剛開始聽到前半段陳實還以為對方和那些畫商一樣,都要拖延自己一段時間然後以各種理由來拒絕,但聽到對方竟然願意預先支付自己一部分畫款,他表現的十分激動。
這代表什麼!代表自己的才華終於有了價值,也終於有人看到了自己。
他起身握著釋柏麒的手千恩萬謝:“多謝白先生,您可真是伯樂,您的品質和您的穿著一樣的美好!”
釋柏麒:“……”
你要是再談穿著,這錢我可不給了。
事後陳實極力挽留兩人留下,希望能繼續探討,但為了不打草驚蛇,釋柏麒還是拒絕,直到他們走出去好遠還能看到門口眺望的身影。
路上,釋柏麒問安琪:
“有發現嘛?”
“沒有,衛生間裡沒有發現任何女人留下的痕跡,反倒是有不少顏料的殘存,現在唯一有疑點的就是他所在的閣樓,但是怕被發現我就沒有上去。”
釋柏麒點點頭:“不上去是對的,這陳實接觸下來跟我想象的不一樣,他好像真的是一個落魄的畫家,不管我問什麼他都能如實並且自然的回答上來,並不像是提前準備好的答案。”
“這麼說來,他的嫌疑反而最小咯?”安琪突然想起什麼:“對了,你不是來假扮畫商的嘛?怎麼還真給錢了!”
“沒什麼啊,我就是覺得他畫的的確很好,也很有才華,這就算是天使投資了唄。
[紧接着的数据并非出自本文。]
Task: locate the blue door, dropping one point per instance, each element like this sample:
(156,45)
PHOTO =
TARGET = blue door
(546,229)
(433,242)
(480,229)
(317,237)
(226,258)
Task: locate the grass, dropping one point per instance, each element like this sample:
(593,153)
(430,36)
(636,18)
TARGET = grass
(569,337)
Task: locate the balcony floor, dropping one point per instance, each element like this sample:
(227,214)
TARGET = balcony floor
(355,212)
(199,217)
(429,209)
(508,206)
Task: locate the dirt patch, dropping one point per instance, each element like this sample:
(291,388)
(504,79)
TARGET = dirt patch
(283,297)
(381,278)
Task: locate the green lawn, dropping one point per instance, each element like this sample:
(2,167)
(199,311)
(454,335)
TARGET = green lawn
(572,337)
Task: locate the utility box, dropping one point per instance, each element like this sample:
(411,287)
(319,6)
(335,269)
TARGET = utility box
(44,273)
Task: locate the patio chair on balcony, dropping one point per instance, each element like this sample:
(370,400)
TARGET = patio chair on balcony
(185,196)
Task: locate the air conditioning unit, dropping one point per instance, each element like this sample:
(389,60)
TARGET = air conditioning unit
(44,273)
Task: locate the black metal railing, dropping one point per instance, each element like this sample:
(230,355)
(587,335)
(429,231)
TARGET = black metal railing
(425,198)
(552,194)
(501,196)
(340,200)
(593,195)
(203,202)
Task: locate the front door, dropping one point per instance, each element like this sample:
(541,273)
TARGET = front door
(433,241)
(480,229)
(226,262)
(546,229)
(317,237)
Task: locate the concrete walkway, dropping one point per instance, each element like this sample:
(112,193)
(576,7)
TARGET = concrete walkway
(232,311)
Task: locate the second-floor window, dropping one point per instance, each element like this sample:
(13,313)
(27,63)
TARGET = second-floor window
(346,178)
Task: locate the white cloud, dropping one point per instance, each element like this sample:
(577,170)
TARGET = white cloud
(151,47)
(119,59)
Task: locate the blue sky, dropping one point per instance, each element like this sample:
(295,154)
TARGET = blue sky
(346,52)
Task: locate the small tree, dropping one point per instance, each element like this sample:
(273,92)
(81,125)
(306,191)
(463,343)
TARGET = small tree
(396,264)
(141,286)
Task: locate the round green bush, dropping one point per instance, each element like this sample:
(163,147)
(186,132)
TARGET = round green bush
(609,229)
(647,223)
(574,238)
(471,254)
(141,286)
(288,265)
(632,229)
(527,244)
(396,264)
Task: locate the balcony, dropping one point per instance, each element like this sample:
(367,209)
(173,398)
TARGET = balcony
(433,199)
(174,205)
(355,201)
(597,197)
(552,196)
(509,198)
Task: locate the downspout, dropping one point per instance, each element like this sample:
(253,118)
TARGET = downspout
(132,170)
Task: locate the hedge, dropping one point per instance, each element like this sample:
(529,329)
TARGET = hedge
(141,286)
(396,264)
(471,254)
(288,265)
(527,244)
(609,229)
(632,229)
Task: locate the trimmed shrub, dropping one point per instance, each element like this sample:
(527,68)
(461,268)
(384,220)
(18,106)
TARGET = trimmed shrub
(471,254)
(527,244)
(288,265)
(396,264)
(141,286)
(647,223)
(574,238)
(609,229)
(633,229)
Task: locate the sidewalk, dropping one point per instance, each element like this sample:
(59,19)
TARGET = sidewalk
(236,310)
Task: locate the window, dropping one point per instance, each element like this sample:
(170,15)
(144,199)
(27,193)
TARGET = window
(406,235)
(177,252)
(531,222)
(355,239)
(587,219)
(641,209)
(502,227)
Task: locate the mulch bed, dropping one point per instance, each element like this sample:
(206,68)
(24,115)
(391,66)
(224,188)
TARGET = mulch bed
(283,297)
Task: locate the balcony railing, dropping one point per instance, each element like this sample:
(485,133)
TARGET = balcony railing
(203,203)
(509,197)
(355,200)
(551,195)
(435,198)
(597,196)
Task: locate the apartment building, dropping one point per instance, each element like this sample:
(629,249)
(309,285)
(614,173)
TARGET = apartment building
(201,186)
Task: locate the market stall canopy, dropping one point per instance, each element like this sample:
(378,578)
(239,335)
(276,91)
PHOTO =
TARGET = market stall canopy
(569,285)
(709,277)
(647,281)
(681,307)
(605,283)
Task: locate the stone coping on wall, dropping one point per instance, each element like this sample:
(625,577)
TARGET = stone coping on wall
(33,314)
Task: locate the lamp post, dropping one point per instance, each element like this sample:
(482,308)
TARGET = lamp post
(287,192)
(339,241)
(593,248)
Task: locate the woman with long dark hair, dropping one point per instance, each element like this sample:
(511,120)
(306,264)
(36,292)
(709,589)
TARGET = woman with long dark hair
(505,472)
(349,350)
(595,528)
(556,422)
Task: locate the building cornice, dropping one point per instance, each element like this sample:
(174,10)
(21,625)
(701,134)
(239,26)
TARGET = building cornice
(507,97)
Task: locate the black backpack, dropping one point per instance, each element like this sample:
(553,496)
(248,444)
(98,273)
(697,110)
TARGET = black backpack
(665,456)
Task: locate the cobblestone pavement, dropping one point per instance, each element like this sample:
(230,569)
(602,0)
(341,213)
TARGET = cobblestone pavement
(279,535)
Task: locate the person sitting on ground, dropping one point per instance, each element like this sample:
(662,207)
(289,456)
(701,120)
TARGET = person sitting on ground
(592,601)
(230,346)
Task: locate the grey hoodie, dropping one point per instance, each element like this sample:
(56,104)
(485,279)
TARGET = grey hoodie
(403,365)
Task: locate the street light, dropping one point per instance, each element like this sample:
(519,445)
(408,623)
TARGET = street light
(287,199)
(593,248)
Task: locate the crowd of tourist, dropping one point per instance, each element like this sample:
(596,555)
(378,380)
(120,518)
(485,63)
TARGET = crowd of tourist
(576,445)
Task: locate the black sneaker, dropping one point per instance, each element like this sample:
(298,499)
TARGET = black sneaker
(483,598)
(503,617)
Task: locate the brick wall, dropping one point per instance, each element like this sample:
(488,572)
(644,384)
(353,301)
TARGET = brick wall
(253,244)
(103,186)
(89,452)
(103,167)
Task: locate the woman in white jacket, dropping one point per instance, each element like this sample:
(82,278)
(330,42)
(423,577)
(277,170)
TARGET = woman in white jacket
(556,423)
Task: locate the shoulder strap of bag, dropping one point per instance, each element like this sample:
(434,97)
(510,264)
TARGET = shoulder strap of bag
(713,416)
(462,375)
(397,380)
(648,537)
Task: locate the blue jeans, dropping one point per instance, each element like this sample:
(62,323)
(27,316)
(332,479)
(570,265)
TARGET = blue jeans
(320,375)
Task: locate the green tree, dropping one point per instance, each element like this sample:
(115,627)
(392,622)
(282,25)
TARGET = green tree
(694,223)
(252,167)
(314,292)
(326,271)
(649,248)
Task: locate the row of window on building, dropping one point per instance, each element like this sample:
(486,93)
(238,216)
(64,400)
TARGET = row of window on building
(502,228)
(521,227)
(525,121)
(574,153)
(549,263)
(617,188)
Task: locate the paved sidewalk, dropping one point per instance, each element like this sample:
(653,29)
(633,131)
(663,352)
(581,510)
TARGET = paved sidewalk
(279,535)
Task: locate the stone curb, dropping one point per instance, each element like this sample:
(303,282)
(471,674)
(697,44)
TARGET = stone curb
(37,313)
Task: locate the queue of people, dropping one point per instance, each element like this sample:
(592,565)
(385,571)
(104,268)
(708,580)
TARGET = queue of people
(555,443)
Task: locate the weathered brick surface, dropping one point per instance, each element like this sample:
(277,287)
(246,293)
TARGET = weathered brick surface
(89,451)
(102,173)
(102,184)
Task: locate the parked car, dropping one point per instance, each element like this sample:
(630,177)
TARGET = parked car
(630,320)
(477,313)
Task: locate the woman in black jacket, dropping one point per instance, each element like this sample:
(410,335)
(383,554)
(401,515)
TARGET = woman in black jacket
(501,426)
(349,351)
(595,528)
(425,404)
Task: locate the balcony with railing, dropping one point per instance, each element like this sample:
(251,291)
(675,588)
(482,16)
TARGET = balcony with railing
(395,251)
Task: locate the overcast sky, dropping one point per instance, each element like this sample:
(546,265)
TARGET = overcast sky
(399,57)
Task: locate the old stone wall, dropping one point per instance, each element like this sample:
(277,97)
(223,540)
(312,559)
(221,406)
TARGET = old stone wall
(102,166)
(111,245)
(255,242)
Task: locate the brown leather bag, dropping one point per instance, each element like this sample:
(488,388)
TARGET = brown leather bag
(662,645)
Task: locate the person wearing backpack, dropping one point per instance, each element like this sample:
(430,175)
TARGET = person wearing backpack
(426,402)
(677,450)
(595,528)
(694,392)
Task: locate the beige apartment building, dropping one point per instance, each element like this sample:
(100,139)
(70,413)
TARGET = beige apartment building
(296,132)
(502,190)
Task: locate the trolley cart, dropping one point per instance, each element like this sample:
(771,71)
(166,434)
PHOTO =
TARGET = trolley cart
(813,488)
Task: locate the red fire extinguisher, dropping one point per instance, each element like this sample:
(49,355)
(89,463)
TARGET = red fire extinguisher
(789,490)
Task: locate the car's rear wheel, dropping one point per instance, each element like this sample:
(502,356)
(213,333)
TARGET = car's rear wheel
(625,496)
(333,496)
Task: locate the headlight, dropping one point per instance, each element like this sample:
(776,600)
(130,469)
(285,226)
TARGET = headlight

”
釋柏麒對於錢財一向不看重,他平日裡又沒有什麼消費,那些獎金躺在卡里也是躺著,拿出來做一些有意義的事情不是更好。
但安琪對於他這種做法卻撇撇嘴,嘲諷句:“你就不怕陳實真的是殺人兇手,你投的那些錢最後不都打了水漂?”
卻不料釋柏麒是這麼理解的,
“如果陳實真的是兇手,那麼他在藝術上的造詣也是不可置疑的,反倒會因為他的進去,這些畫會升值,到時候我可就發財了!”
安琪:“……”
果然這傢伙的腦回路和他人不一樣。
可她在吐槽別人的時候全然沒有發現她現在說話的方式越來越像是一個管家婆,似乎在管教自己的男人為什麼亂花錢一般。
可偏偏兩人都沒有察覺到有任何不對勁。
回去的時候依舊不見九命,看樣子他是真的準備找不到劉婭不回來了。
當釋柏麒說起跟陳實接觸的過程時,幾人驚呼:“什麼?劉婭說謊了?!”
釋柏麒說:“如果陳實沒有騙我的話,劉婭的確在當天行蹤的方面說了謊話。”
安琪抓著他的胳膊急聲道:“你之前在路上怎麼不告訴我呢!”
“我怎麼敢說啊,你這性子一急了再去找人家不就露餡了嘛!”釋柏麒太瞭解安琪的性格了,以她的為人絕對能做出來這種事。
安琪還想反駁,但仔細想想也只能閉嘴。
李國峰思索片刻:“那有沒有可能是陳實在說謊呢,他這麼說就是為了排除自己當天作案的嫌疑。”